Little wonder, then that the topic of friendships dominates much of life in school in the first year, and often periodically in the years beyond.    Sometimes, especially when we are growing up and exploring our identity, things go awry and, when this happens, it can be hard to avoid being engulfed by the emotional fall-out.   ‘Girls on Board’ – our programme for tackling these issues (which Mrs O’Doherty wrote about in her High News article recently)  – starts from the premise that, while we all need friends, managing our friendships can be tricky.  It works towards the goal of empowering girls to manage the ups and downs of their friendships  – building them, keeping them, salvaging them, changing them, leaving them behind  – while also staying focused on the bigger picture of school life and its many demands and delights.

With the Annual Alumnae Reunion Lunch still fresh in my memory, though, I want to focus on the other side of the equation and consider the gifts that friendships, especially lifelong friendships, bring.  The din of talk and laughter in the Dining Room on Reunion Day, Saturday 26 January, spoke volumes (literally, one might say) for the wonderful gift of friendship.  Dozens of women, some regular attenders, others first-timers or decade specials, converged at school to reconnect and reminisce.  They came from all over the country (as they always do) to be there.  Some, who left school perhaps sixty years ago, were given lifts.  Some, from far-flung places, were offered space in spare rooms and on sofa beds so that they could make a weekend of it.  All were drawn by the power of friendship –  the bonds that begin in childhood and are forged in the vivid milieux of our schooldays.   The years peeled away as memories (of misdemeanours, as often as not) and jokes were aired and traded, and stories ripened by years of retelling, like vintage wines.

The Ancient Greeks, whose subtlety of thought in such matters has not persisted into modern times, recognised friendship as a form of love and called it  philia – a love based on shared goodwill.  The inherently reciprocal nature of philia – in contrast to other forms of love, such as passion, which can be one-sided – marks out the root of its special character.   It is never asymmetrical or based on power, even if one friend becomes richer or more successful than the other.  I believe that the essentially equal and reciprocal nature of true friendship is vitally important to young women as they leave school to enter a competitive and often unforgiving world where disinterested support can be hard to find.

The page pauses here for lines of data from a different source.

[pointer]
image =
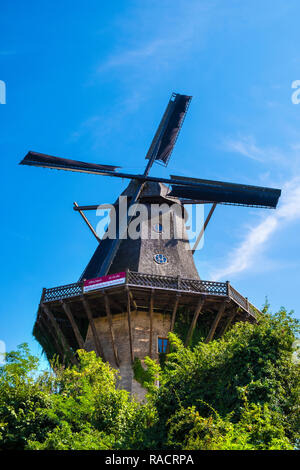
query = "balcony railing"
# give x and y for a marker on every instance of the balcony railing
(134, 279)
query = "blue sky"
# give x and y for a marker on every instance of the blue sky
(90, 81)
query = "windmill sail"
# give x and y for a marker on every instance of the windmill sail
(227, 193)
(48, 161)
(169, 128)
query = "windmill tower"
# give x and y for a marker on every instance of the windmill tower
(126, 300)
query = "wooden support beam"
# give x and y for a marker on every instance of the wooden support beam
(89, 314)
(173, 318)
(129, 326)
(194, 321)
(133, 301)
(109, 318)
(46, 330)
(151, 322)
(227, 324)
(204, 227)
(215, 322)
(76, 207)
(77, 334)
(65, 345)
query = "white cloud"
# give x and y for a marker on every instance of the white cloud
(245, 255)
(246, 146)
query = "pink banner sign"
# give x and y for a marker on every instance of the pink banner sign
(104, 281)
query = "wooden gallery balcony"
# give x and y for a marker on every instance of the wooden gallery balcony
(65, 313)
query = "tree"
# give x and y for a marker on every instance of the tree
(237, 392)
(253, 360)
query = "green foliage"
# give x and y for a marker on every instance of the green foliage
(252, 357)
(237, 392)
(75, 408)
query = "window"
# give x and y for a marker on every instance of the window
(162, 344)
(158, 228)
(160, 259)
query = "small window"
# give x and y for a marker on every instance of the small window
(162, 345)
(158, 228)
(160, 259)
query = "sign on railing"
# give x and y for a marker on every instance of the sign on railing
(104, 281)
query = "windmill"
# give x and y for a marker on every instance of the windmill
(130, 291)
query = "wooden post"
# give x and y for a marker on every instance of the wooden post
(89, 314)
(60, 335)
(193, 324)
(151, 322)
(173, 318)
(132, 300)
(129, 326)
(215, 323)
(109, 318)
(46, 329)
(227, 324)
(174, 312)
(76, 331)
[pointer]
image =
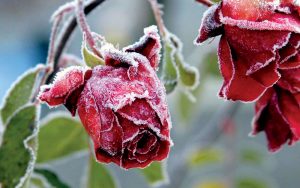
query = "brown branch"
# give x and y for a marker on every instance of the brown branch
(66, 34)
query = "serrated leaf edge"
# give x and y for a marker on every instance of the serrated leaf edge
(38, 67)
(31, 163)
(42, 178)
(86, 172)
(178, 51)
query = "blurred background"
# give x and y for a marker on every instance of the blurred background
(212, 147)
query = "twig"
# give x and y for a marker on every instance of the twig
(87, 34)
(206, 2)
(66, 34)
(158, 17)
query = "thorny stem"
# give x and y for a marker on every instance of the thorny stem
(206, 2)
(158, 17)
(87, 34)
(55, 54)
(67, 32)
(51, 51)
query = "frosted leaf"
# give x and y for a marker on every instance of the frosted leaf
(148, 46)
(20, 93)
(175, 69)
(66, 8)
(210, 24)
(23, 124)
(89, 57)
(64, 88)
(68, 60)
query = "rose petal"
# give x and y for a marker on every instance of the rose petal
(278, 21)
(272, 122)
(113, 88)
(260, 105)
(237, 85)
(291, 49)
(290, 111)
(111, 141)
(65, 83)
(290, 79)
(257, 51)
(141, 113)
(250, 10)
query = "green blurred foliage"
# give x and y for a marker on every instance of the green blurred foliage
(16, 155)
(99, 176)
(90, 58)
(20, 94)
(155, 173)
(250, 183)
(59, 137)
(52, 179)
(205, 156)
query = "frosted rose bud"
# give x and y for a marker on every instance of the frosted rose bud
(122, 105)
(257, 36)
(277, 112)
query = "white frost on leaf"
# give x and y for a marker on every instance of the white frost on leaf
(108, 50)
(30, 148)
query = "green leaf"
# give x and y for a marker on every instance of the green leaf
(250, 183)
(37, 182)
(17, 153)
(170, 72)
(205, 156)
(155, 173)
(20, 93)
(99, 176)
(90, 58)
(189, 76)
(60, 136)
(51, 178)
(175, 69)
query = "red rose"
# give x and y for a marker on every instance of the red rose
(122, 105)
(278, 110)
(257, 36)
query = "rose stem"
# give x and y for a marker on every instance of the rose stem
(87, 34)
(66, 34)
(206, 2)
(54, 55)
(158, 17)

Friendship comes at a price, though, both in effort and in forbearance.  Gaining the full benefits involves taking the long view to surmount bumps in the road of relationships.  It entails looking beyond the superficial transactionalism of social media likes to a deeper mutual regard.  It means not sweating the small stuff.  There may be differences of opinion.  Ride them out. There may be quarrels.  Patch them up.  You may feel you are drifting further and further apart.  Travel further.  Make the effort to bridge the gap – going to your School Reunion is a great way to do this!

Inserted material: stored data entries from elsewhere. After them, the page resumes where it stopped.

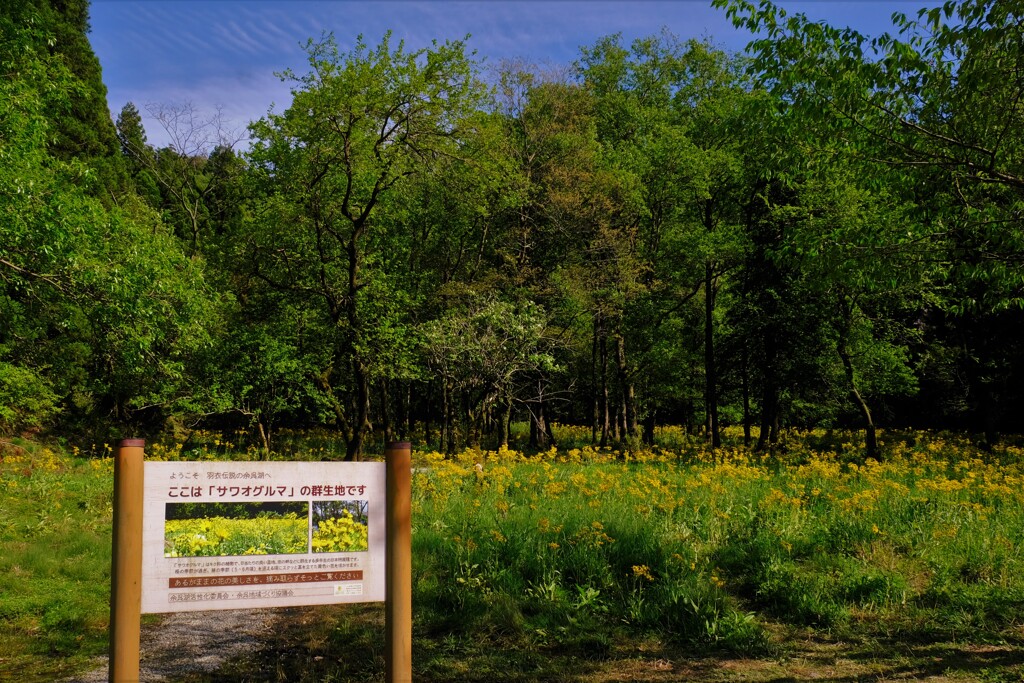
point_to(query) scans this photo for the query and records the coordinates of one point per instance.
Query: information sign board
(245, 535)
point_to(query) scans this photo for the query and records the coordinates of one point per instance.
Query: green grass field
(540, 567)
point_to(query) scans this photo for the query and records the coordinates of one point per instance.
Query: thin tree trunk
(628, 392)
(711, 371)
(605, 409)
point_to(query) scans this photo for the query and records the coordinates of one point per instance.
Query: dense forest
(823, 230)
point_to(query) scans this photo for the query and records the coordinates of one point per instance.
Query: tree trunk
(595, 394)
(711, 371)
(870, 440)
(626, 387)
(605, 408)
(264, 437)
(745, 379)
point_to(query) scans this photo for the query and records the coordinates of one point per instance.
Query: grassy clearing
(590, 564)
(54, 561)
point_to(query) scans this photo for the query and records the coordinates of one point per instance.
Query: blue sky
(225, 52)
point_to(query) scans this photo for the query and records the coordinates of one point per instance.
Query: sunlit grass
(566, 551)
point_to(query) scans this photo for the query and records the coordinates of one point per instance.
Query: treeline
(823, 230)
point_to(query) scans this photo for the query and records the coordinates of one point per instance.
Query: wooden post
(398, 561)
(126, 562)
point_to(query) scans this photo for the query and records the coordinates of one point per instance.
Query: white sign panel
(244, 535)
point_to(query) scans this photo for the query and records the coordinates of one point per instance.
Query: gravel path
(193, 642)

The push-me-pull-you dynamic of friendship will surely even out across shared lifetimes.   Your A Level results were better than mine, I’m now getting paid more than you.  I help you today with a work experience opportunity for your daughter.  You gave me a helping hand with a loan for my start-up when I was made redundant ten years ago.  We both visit Janet, whom we met when she joined the School in Year 4, because she is having a hard time with her ill partner.

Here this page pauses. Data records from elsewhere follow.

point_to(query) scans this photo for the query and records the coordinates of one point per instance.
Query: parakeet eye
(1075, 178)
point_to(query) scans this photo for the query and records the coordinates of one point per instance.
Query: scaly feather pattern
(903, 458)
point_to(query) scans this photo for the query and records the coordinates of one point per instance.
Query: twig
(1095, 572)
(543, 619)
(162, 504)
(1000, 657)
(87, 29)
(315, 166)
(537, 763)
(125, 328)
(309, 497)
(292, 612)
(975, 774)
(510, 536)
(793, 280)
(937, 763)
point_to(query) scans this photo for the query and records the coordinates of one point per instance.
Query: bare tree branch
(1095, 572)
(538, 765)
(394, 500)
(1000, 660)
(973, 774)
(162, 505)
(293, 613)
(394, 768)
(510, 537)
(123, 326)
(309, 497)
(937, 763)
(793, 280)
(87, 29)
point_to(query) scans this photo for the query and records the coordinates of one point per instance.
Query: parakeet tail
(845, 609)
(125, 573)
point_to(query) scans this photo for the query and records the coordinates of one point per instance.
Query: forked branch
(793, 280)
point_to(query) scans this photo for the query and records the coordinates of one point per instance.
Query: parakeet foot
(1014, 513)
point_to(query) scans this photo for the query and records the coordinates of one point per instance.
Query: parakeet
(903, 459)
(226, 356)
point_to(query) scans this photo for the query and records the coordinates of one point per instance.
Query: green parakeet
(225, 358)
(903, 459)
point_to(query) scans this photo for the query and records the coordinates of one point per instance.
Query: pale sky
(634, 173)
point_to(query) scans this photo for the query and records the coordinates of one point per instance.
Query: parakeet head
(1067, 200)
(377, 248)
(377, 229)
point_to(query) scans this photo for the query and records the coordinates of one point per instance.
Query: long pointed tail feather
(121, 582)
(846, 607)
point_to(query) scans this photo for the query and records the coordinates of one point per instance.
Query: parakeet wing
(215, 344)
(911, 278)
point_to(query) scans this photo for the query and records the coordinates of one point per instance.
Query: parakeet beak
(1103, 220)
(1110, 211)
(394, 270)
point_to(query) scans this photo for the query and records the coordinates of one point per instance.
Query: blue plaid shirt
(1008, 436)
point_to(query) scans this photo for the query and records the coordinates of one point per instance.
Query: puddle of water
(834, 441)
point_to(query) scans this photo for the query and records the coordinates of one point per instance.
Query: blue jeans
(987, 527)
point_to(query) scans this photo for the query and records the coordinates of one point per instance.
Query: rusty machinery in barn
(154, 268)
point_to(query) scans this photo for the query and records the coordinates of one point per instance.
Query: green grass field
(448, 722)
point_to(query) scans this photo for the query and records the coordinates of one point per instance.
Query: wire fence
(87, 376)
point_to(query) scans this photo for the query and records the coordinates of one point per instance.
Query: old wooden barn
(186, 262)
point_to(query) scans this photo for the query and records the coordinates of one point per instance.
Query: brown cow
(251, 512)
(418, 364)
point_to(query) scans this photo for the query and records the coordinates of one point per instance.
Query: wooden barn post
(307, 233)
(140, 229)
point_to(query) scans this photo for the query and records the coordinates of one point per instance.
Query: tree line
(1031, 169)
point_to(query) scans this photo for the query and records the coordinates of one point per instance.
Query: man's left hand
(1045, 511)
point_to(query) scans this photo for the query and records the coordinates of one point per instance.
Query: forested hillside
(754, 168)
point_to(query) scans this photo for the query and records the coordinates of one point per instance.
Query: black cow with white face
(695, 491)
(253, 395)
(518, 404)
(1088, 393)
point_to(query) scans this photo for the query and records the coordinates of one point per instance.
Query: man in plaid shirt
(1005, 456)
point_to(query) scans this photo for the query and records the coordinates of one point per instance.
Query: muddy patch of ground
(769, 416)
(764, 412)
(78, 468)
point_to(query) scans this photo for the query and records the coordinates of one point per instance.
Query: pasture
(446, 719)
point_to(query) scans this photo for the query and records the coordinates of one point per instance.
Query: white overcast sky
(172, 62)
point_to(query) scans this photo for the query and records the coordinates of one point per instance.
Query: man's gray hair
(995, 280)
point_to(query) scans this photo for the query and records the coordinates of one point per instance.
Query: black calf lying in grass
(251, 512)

Elizabeth Jennings, a poet and practitioner of friendship, summed it up exactly when she wrote:

Two people, yes, two lasting friends.
The giving comes, the taking ends
There is no measure for such things.
For this all Nature slows and sings.

This is the sort of friendship I see in evidence every year at our Reunion and it is one of the reasons that the event has an energy and an atmosphere about it that is unmistakable.  This is the sort of friendship I wish for, for all the girls whose start in life is spent at Northampton High – the Alumnae of the future.  To whom I conclude by saying – don’t measure it, just treasure it.